Chegou poucos minutos atrasado, Zé Pedro – como o trata o amigo/entrevistador – é o ‘rapaz’ vivaço ideal para não deixar perguntas órfãs de resposta, com ou sem humor, ou na ‘reinação’.

Pouco álcool. Uma cerveja para Zé Pedro; coca-cola para António Feio. Um bife bem passado para o primeiro; picanha para o segundo, que deixou a maior parte dos acompanhamentos na travessa – é magro; e fuma bastante, parece que tem as ideias muito agitadas pelo pensamento.

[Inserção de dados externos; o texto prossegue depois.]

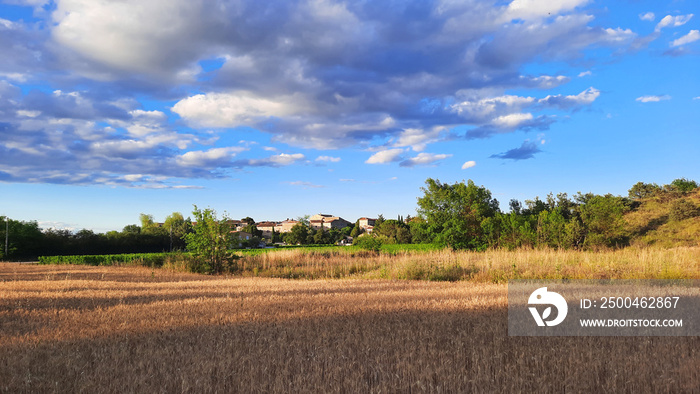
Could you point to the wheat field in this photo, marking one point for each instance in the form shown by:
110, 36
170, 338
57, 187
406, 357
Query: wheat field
132, 329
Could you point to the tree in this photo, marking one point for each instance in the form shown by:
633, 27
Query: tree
395, 231
211, 240
298, 234
643, 190
356, 230
684, 185
453, 213
603, 219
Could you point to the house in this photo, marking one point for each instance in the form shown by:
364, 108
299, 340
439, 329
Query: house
328, 222
366, 223
267, 228
237, 225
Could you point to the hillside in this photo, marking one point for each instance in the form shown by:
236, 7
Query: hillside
653, 222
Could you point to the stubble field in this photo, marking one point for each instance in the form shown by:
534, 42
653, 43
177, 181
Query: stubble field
133, 329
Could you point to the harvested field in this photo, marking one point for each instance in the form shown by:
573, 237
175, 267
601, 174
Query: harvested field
107, 329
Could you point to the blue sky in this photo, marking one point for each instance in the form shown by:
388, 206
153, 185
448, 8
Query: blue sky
285, 108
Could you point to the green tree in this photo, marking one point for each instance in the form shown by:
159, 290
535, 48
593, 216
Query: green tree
211, 240
356, 230
298, 234
684, 185
395, 231
176, 227
603, 219
368, 242
643, 190
453, 213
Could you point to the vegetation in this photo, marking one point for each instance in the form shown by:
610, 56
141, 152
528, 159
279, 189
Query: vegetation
425, 262
457, 216
211, 241
104, 329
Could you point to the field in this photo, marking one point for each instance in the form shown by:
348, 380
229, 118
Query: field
424, 262
136, 329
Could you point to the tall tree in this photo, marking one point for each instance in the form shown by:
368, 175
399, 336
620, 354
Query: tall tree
453, 213
211, 240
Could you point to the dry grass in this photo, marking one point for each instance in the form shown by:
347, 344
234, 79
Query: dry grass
95, 329
495, 266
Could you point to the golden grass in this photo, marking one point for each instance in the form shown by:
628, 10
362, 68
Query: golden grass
115, 329
495, 266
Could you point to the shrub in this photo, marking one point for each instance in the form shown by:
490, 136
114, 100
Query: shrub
368, 242
682, 209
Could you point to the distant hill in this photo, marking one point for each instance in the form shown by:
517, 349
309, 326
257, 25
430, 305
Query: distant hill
666, 218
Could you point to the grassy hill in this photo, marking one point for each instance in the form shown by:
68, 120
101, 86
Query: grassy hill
666, 219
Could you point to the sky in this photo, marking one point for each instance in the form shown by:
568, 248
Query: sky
280, 109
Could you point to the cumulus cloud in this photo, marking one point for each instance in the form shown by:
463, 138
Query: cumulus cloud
281, 160
692, 36
647, 16
216, 157
330, 159
673, 21
305, 185
316, 74
468, 164
653, 99
423, 159
534, 9
231, 109
385, 156
418, 139
526, 151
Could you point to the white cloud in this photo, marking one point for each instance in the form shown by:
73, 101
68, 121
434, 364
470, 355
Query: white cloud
424, 159
215, 156
511, 120
283, 159
586, 97
385, 156
328, 159
418, 139
673, 21
535, 9
693, 36
649, 16
305, 185
468, 164
232, 109
653, 99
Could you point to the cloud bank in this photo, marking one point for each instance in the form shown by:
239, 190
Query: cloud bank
313, 74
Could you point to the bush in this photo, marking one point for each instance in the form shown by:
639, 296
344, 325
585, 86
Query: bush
368, 242
683, 209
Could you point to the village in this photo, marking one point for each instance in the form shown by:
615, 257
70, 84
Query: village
274, 231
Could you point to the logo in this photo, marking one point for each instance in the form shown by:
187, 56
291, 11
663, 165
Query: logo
543, 297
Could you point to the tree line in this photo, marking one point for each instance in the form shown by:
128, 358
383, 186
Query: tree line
459, 216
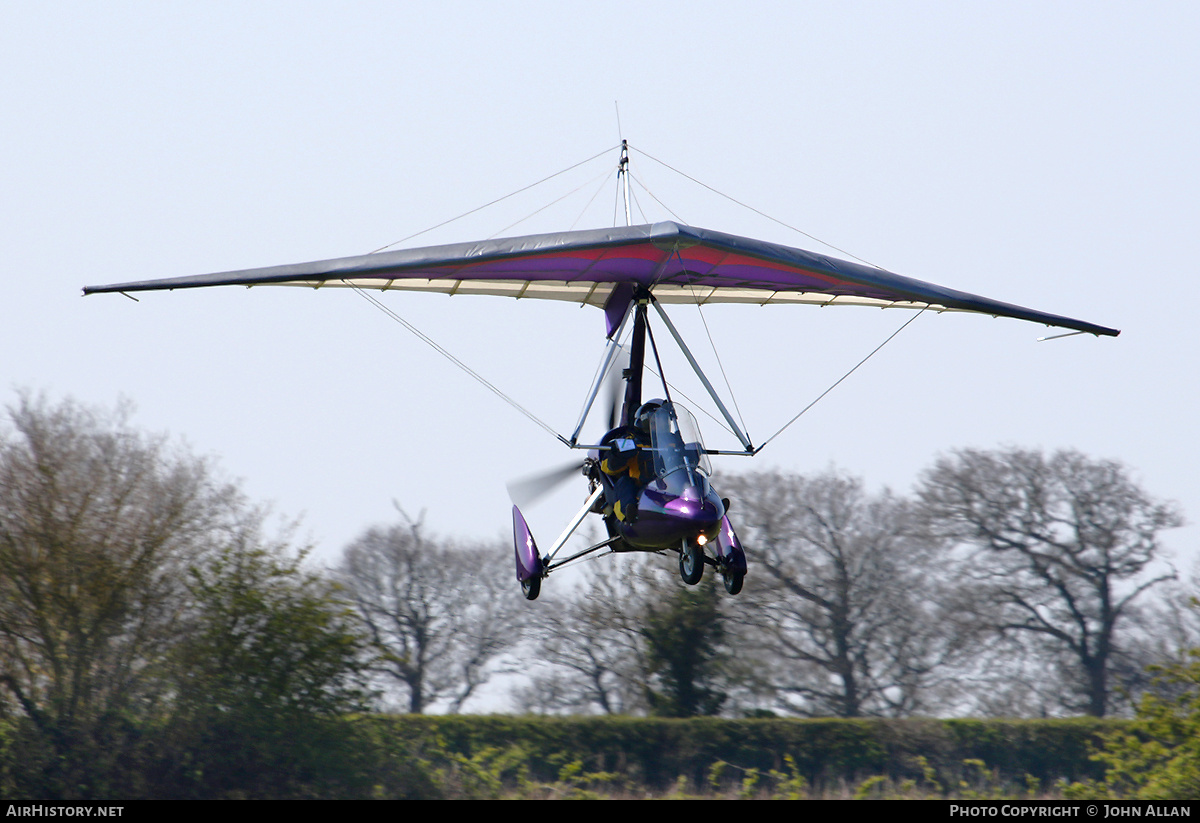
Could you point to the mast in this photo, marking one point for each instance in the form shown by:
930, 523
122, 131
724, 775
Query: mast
623, 175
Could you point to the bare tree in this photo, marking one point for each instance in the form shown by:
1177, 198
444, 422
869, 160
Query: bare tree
843, 595
439, 614
97, 528
635, 640
1057, 551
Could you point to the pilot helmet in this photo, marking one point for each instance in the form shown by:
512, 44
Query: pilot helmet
643, 414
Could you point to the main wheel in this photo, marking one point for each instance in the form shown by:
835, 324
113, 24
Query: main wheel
733, 581
691, 564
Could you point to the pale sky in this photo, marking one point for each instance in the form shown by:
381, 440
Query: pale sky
1039, 154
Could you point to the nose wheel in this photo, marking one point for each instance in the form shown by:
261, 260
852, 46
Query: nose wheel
691, 563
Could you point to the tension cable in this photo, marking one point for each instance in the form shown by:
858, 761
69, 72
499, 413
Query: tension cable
821, 396
432, 343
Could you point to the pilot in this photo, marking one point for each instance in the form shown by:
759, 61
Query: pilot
625, 463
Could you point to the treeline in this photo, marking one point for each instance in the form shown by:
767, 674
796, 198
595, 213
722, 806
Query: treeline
156, 640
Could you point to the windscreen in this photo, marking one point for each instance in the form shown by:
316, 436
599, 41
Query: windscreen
675, 439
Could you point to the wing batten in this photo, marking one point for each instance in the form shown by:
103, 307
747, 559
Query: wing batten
588, 266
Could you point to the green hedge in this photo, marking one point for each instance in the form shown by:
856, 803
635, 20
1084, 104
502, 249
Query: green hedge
655, 752
421, 756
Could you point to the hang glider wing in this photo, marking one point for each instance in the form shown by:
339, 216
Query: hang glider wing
601, 268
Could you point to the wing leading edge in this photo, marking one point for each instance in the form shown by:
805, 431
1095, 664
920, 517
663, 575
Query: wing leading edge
679, 264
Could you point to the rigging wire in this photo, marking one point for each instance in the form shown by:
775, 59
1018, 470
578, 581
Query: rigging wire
429, 341
535, 211
761, 214
591, 200
523, 188
653, 197
838, 382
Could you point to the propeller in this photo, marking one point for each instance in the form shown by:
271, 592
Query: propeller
527, 491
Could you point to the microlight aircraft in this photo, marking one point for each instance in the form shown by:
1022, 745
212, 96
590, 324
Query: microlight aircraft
648, 476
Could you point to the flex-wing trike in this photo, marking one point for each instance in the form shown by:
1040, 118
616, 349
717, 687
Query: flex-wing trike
648, 479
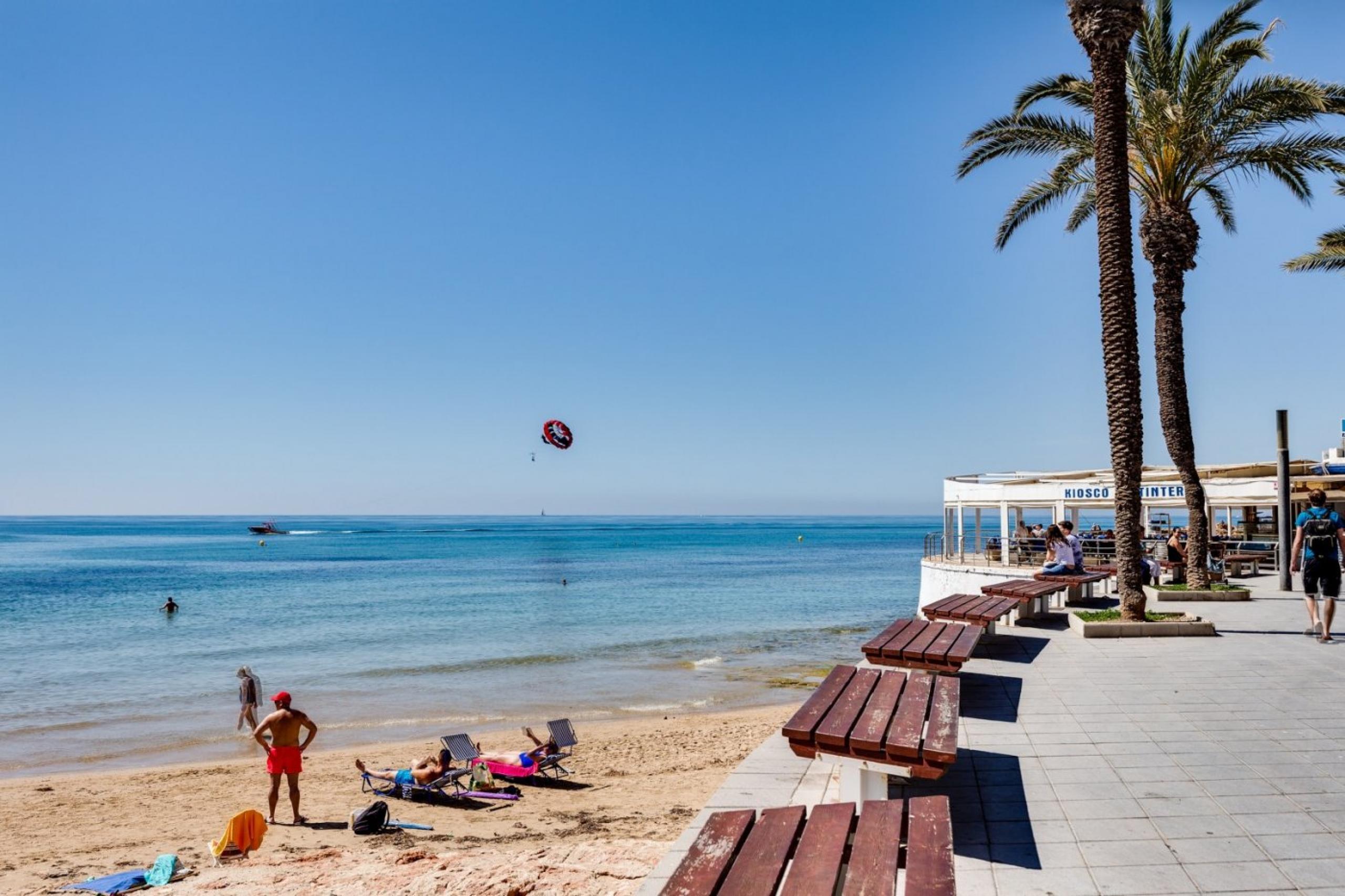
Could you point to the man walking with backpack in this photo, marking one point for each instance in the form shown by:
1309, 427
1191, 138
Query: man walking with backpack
1321, 538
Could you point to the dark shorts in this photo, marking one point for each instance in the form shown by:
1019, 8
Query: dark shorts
1322, 575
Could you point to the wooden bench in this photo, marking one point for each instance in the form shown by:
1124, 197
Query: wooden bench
974, 610
833, 852
1080, 586
873, 724
1234, 564
1032, 595
915, 643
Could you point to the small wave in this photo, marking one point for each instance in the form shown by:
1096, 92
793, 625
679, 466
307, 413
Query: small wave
78, 725
666, 708
474, 665
396, 723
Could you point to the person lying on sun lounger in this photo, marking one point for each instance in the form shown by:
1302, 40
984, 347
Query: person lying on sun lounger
525, 759
423, 773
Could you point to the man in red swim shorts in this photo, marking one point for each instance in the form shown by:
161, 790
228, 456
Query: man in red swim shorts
284, 753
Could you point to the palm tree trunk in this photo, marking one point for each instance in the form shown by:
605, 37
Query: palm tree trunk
1105, 29
1169, 237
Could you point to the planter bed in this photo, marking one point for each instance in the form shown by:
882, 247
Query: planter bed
1168, 592
1169, 626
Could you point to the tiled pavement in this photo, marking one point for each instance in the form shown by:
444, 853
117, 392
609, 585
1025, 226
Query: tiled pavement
1133, 766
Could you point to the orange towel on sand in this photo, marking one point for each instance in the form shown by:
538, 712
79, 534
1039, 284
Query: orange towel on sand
243, 832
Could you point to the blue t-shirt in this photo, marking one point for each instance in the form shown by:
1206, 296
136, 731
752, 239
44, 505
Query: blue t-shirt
1312, 514
1078, 548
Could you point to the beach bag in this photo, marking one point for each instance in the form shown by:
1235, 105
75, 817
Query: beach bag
371, 820
1320, 535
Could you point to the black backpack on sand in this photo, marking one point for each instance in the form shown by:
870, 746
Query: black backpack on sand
370, 820
1320, 535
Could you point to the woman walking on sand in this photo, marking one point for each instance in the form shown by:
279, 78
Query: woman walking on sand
249, 685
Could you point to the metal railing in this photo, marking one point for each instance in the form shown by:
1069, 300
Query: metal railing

Na estreia fora dos palcos, numa entrevista de Feio para Zé (a convite da Domingo), revelaram a paixão comum: representar e deixar a plateia em dilúvio de riso.

JOSÉ PEDRO GOMES

Nasceu em Lisboa a 28 de Dezembro de 1951. Para fugir à tropa, emigrou para França, onde chegou a ser actor de teatro amador. Regressou depois do 25 de Abril e, em 1976, inicia uma actividade profissional como actor. Tem dois filhos, com 33 e 12 anos, de mães diferentes.

ANTÓNIO FEIO

Nasceu a 6 de Dezembro de 1954, em Lourenço Marques, Moçambique. Viveu lá até aos 7 anos – veio viver para Carcavelos – e regressou aos 14. Fez teatro desde muito novo. Tem quatro filhos e é divorciado.

"CONVERSA DA TRETA"

É uma ideia de José Pedro Gomes, com título de António Feio, que juntou a dupla no teatro, televisão, rádio e cinema. Para o ano estreia novo filme.

"MELHORES SKETCHES DOS MONTY PYTHON"

Corrosivo? É o estilo. O humor e a ironia dos “Monty Python”. Será o próximo espectáculo, a estrear, dia 18, às 22h00, no Auditório dos Oceanos do Casino de Lisboa (no Parque das Nações): “Melhores Sketches dos Monty Python”. Nuno Markl traduziu, e adaptou à realidade portuguesa, os textos da série britânica que fez sucesso entre 1969 e 1974 - com os actores Eric Idle, Graham Chapman, John Cleese, Michael Palin, Terry Jones e Terry Gilliam. E para levar à cena os ‘sketches’ deste filão de risos, estarão os actores António Feio, José Pedro Gomes, Bruno Nogueira, Jorge Mourato e Miguel Guilherme. Ao público apresentam-se com temas mundanos, sociais, políticos, que vão da medicina, Igreja, vida militar ao sexo.